Maître, pourquoi fais-tu semblant de ne point me comprendre ? Tu sais bien que je ne pense pas à ces gens-là, quand je dis : « Tu allais partir seul ! » Mais je me plains parce que tu quittais, la Ville sans m’avertir, moi qui t’aime et qui ai besoin, de toi. Ainsi tu partais sans dire à Arrien : « Viens avec moi. » Ainsi, maître, tu voulais m’abandonner…


épictète

On n’a jamais besoin que de soi-même et on ne peut être abandonné que par soi-même.


arrien

Hélas ! c’est toi qui es toute ma sagesse. Je suis un enfant qui ne saurait se passer de son père.


épictète

Ne serais-tu pas plutôt l’homme tremblant qui a toujours refusé de marcher seul ?


arrien

Non, maître. Je sais mesurer la distance qui nous sépare. Si tu es un homme, je suis un enfant qui chancelle.

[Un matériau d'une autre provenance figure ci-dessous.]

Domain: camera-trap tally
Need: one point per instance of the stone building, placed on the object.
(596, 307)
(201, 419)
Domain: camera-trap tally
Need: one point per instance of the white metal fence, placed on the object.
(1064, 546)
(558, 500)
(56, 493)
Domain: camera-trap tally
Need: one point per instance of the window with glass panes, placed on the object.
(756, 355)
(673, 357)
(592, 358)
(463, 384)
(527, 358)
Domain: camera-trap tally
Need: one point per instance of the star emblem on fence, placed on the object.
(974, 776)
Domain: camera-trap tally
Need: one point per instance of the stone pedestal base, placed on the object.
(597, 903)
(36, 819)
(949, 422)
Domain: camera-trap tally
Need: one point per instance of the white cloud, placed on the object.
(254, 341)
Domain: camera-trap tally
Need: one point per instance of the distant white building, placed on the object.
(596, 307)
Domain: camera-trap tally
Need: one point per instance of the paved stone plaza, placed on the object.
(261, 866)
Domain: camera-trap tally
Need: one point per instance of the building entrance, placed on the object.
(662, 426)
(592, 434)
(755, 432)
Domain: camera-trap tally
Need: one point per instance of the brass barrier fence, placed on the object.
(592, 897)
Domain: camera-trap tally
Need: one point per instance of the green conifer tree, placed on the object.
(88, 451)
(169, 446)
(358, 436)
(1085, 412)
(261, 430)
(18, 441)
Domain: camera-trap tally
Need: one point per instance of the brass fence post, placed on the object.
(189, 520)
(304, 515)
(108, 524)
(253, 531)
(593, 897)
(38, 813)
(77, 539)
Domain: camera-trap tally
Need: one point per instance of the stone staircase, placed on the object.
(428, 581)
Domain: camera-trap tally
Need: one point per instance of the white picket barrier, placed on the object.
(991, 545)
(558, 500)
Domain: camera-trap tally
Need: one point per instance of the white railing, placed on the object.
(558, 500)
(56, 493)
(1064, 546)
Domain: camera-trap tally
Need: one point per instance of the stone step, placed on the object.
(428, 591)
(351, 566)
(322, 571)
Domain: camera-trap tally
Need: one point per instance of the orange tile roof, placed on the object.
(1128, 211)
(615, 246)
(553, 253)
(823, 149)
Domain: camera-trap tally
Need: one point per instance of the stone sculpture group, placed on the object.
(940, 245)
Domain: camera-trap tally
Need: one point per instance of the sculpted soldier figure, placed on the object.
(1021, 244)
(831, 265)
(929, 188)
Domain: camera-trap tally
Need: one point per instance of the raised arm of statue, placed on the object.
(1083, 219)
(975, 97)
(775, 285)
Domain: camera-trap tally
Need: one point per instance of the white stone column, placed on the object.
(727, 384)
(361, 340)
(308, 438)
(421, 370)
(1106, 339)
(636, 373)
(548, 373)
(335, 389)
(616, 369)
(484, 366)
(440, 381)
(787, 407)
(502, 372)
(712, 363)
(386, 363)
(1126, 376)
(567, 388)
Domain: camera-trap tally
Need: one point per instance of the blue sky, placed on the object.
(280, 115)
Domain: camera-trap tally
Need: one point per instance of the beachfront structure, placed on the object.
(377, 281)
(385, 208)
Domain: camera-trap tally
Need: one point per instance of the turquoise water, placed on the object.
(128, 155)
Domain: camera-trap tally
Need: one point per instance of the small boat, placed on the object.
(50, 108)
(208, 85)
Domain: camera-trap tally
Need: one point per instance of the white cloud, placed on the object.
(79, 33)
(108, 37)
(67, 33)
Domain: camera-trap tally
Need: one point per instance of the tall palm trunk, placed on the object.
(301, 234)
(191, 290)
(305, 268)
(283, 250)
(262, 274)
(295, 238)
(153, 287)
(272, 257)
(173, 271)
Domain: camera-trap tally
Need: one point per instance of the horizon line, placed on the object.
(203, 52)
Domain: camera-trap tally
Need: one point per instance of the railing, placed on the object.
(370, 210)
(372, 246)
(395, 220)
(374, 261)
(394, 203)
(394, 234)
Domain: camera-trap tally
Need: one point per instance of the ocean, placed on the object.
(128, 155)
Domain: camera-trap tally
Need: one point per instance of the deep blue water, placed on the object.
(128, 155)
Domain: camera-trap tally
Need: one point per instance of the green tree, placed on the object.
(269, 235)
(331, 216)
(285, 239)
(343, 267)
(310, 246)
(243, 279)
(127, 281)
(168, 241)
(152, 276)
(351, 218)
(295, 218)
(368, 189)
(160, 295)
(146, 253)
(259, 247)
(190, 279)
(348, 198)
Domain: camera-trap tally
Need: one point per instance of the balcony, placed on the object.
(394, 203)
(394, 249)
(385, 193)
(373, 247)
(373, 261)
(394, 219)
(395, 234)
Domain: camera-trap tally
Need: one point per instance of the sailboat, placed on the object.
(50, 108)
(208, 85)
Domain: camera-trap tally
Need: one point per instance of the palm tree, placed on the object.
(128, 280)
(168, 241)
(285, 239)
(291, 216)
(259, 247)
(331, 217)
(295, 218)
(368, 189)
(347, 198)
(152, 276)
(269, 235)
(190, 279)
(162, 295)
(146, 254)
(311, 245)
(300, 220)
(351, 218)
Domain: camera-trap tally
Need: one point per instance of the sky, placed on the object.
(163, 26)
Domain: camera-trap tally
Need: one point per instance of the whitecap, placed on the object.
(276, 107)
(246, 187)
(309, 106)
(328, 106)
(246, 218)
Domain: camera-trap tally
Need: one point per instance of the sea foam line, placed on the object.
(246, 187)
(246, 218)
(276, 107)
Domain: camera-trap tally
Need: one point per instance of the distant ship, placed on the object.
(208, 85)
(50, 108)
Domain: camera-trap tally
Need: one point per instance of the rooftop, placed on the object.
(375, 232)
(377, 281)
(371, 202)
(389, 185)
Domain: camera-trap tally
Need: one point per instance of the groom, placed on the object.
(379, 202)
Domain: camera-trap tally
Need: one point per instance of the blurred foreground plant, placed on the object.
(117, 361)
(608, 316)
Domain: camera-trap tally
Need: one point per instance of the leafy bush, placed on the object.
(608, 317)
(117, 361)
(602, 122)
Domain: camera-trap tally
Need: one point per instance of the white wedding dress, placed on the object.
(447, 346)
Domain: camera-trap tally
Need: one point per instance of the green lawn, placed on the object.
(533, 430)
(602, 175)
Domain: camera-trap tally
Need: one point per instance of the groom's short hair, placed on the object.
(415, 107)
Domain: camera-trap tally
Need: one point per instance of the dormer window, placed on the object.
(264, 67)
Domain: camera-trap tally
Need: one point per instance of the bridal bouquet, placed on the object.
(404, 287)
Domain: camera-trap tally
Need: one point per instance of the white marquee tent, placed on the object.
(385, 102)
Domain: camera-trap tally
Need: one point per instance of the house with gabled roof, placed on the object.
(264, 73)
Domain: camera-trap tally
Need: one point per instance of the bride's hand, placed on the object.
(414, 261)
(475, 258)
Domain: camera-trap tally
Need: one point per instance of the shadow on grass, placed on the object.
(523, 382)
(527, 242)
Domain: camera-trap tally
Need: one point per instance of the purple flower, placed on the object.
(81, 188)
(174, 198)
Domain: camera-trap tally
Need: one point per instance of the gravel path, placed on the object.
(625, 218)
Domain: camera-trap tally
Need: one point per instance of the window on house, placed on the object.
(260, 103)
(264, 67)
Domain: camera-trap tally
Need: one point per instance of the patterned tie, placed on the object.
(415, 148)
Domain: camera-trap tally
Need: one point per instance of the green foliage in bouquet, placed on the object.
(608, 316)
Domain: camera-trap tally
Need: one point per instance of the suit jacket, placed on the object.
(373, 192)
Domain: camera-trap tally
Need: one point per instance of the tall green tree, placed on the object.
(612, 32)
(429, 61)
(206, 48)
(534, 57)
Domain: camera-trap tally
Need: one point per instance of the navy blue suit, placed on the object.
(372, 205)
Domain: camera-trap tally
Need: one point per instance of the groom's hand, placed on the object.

Mais, si j’étais un homme, tu serais un dieu.


épictète

Ô mon ami, ô mon fils, tu crois parler à un sage. Adresse-toi donc de préférence au sage qui est en toi comme la statue est dans le bloc de marbre, au sage que tu dois délivrer de sa gaîne banale, comme je dois dégager le sage qui est en moi.